Yes, they can go to other schools, but the real danger is that these kids are now forced to go outside of their neighborhoods and maneuver around unfamiliar territory — some of which is controlled by gangs that are rivals to the ones near their homes. They’ve lost the safety and the insulation that we had from some of the violence because we went to school in our own backyards.

When I was a kid, there was crime and violence, but we could still run around and play. We could live around it. But July was the deadliest month in the city in 10 years.

Now, you’re hearing about kids being caught in crossfires at all hours of the day. Nearly 3,000 people were shot in Chicago last year alone. Already in 2016, there have been over 2,500 victims of gun violence.

It’s hard to be optimistic and hopeful that things will change in Chicago. But I am. I have to be.

Black Lives Matter and police brutality are issues that are important to me. But I also need to speak up for my city. Chicago’s kids need to know that their education matters, that their lives matter, because every day they are more and more at risk of being victims of gun violence.

Like six-year-old Tacarra Morgan, who was shot in the stomach while sitting on her front porch.

Or four-year-old Kavan Collins, who was shot in the face while he stood holding his mother’s hand. He suffered a fractured jaw and shattered teeth.

Or six-year-old Jaylene Bermeo, who was shot in the back while she was drawing on the sidewalk. A bullet punctured her lung.

I could go on and on. But doing that, or just screaming, “Stop the violence, stop the gangs!” won’t get us anywhere. I know that.

Education is what’s going to give these kids a future. It doesn’t have to come from new books, or new buildings. We can deal without those. I’ve seen it. We can use those books until the pages fall out — I did it. But when you close schools and force kids into different neighborhoods, when you cut programs that keep them off of the streets, where are they going to go to escape? Where are they going to find something productive to do after school gets out at 3 p.m., in the hours when juvenile crime is at its highest?

Where do they go to learn that their life matters?

I know what it was like to grow up in Chicago and see the same problems every day. But people like Ms. Reed, my dad and Juwan showed me that I could do something more. So that’s what I’m trying to do now by holding free basketball camps of my own for the kids of Chicago.

They see the drills and hear about my hard work and what motivates me. But maybe they also think, Hey, this NBA player thinks it’s cool to be class president. I’ll try that too. Hopefully my camp is another outlet for them, a few moments when they don’t have to worry about what’s going on in their neighborhoods. I try to talk to each of them, to show them that there’s something else out there — to show them that they don’t have to be ball players. They could also be the next Steve Jobs.

Everybody in Chicago needs to do more, for these kids and our city. It’s something that Jahlil Okafor and I talk about all the time. He’s a Chicago kid, too (although he went to a school with nice books). We say to each other, “We gotta surprise people. We need to do something.”

We just want to be an example for our community.
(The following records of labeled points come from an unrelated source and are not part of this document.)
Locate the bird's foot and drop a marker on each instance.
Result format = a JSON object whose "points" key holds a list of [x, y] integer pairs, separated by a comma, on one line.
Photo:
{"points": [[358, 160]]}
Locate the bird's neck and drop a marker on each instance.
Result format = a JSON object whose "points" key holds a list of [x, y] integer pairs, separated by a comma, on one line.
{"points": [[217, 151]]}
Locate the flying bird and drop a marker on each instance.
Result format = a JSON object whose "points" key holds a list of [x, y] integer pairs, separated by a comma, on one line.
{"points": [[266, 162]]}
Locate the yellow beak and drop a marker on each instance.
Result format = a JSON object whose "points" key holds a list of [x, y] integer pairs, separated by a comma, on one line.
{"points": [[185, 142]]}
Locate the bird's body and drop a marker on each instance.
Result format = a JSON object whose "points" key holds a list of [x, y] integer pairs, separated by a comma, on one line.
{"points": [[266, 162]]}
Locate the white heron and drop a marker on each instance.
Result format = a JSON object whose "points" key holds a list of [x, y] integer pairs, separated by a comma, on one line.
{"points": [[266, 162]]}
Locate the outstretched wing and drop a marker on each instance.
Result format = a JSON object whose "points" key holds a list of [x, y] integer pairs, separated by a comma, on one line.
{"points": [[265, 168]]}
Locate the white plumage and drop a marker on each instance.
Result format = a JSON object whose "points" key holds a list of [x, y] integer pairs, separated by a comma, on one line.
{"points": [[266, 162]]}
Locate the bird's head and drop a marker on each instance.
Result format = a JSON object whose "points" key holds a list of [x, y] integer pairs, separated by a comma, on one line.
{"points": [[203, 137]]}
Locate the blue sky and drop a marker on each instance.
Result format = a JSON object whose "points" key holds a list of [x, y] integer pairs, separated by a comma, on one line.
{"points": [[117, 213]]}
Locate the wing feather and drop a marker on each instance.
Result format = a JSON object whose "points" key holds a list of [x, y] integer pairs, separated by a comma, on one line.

Right now, I have the basketball court. But I can’t wait for the day when I can stand in front of a classroom. Going back and getting my degree is something that I promised myself and my mom the day I called her and my dad to tell them that I was entering the draft. Not a lot of people in my family can say they got a college diploma, so I want to do that — for them and for me.

But I also want to do it for the kids of Chicago. I want to become a teacher after I get out of the league, and help show kids what my dad and Ms. Reed showed me: There’s more out there than the gangs, than the liquor stores, than the violence. So next year, I’m going to start taking summer classes and working toward getting my degree.

It’s hard to be optimistic and hopeful that things will change in Chicago. But I am. I have to be. Because if I don’t have that attitude, then the kids there won’t believe that things can get better. But things are going to get better.

It is going to change if we step up and help our city.

And I’m here to help. I’m not going to be folklore.